Немного помолчав, я продолжил:
– Какое-то время я был и купцом. Научился двойному счету, который делает богатство лишь видимостью. В наши дни богатство стало только строчками в книгах – так же, как философия и святые таинства.
Чуть поколебавшись, я понизил голос и произнес:
– Мой отец был греком, хоть я и вырос в папском Авиньоне.
Она вздрогнула и точно в удивлении выпустила мою руку.
– Я так и думала, – тихо промолвила она. – Если бы ты носил бороду, твое лицо было бы лицом грека. Неужели лишь поэтому ты в первый же миг показался мне таким знакомым, словно я знала тебя всю жизнь и искала твое прежнее лицо под этим, нынешним?
– Нет, – ответил я. – Нет, совсем не поэтому.
Она боязливо огляделась по сторонам и спрятала подбородок и губы в складки вуали.
– Расскажи мне о себе все, – попросила она. – Но давай будем прогуливаться вдоль стен и делать вид, что любуемся храмом, – чтобы не привлекать к себе внимания. Ведь кто-нибудь может меня узнать…
Она доверчиво положила свою руку на мою, и мы начали медленно прохаживаться по храму и осматривать императорские саркофаги, иконы и серебряные ковчежцы с мощами святых. Мы двигались плечом к плечу. Когда ее ладонь коснулась меня, словно огненная струя пронзила мое тело. Но боль эта была приятной. Я принялся вполголоса рассказывать:
– Свое детство я забыл. Оно – точно сон, и я уже сам не знаю, что я выдумал, а что было на самом деле. Но когда я играл в Авиньоне у городской стены или на берегу реки с другими мальчишками, то обычно читал им длинные проповеди по-гречески и по-латыни. Наверное, я запомнил множество вещей, которых не понимал, поскольку с тех пор, как мой отец ослеп, мне приходилось с утра до вечера читать ему вслух.
– Так твой отец ослеп? – спросила она.
– Он совершил долгое путешествие… Мне было тогда восемь или девять лет, – ответил я, копаясь в памяти. Все это я давно изгнал из своей души, словно никогда не переживал ничего подобного, но теперь кошмары детства вернулись, точно дурной сон. – Его не было дома целый год. На обратном пути отец попал в руки грабителей. Они ослепили его, чтобы он уже никогда не смог бы их узнать и обвинить в преступлении.

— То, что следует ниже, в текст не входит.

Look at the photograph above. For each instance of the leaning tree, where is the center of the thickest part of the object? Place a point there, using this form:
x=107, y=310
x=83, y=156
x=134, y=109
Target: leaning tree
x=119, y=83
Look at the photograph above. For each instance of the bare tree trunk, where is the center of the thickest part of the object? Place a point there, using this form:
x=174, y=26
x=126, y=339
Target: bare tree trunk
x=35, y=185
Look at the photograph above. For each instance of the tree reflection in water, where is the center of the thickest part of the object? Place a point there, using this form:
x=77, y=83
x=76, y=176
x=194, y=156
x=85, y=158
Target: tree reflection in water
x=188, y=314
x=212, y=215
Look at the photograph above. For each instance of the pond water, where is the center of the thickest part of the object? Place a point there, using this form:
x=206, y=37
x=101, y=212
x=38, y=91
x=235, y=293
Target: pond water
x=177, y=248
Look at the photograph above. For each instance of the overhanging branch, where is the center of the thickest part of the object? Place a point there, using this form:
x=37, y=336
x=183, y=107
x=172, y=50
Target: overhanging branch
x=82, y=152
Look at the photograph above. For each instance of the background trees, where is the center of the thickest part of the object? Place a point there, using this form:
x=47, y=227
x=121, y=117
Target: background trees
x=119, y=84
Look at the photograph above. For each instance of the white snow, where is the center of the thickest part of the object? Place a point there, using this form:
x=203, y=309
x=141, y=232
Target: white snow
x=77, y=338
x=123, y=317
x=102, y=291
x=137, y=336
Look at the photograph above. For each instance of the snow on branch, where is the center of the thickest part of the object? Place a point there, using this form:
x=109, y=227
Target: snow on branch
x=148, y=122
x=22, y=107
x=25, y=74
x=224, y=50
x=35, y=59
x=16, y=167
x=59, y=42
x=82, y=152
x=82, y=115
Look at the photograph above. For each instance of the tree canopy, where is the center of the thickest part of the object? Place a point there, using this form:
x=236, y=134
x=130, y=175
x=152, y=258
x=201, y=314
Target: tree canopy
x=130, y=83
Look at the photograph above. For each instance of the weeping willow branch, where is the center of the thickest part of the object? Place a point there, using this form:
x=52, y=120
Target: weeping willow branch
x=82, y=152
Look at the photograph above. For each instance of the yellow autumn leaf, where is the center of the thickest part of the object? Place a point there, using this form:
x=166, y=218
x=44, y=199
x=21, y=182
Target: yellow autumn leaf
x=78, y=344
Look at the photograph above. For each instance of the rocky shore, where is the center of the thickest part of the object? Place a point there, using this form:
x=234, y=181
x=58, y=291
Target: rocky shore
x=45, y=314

– Ослепили, – удивилась она. – Здесь, в Константинополе ослепляют только свергнутых императоров или сыновей, восставших против своих отцов. Турецкие властители переняли у нас этот обычай.
– Мой отец был греком, – снова повторил я. – В Авиньоне его звали Андроником Греком, а в последние годы – только Слепым Греком.
– Как твой отец очутился в стране франков? – изумленно спросила она.
– Не знаю, – ответил я, хотя знал. Но рассказывать об этом не стал. – Он провел в Авиньоне всю свою жизнь. Мне было тринадцать лет, когда он, слепой и старый, упал со склона холма за папским дворцом и свернул себе шею. Ты спрашиваешь о моем детстве… Когда я был ребенком, мне часто являлись ангелы – и я принимал эти видения за действительность. Ведь меня же зовут Иоанн Ангел. Сам помню об этом не слишком много, но на суде это сочли отягчающим обстоятельством.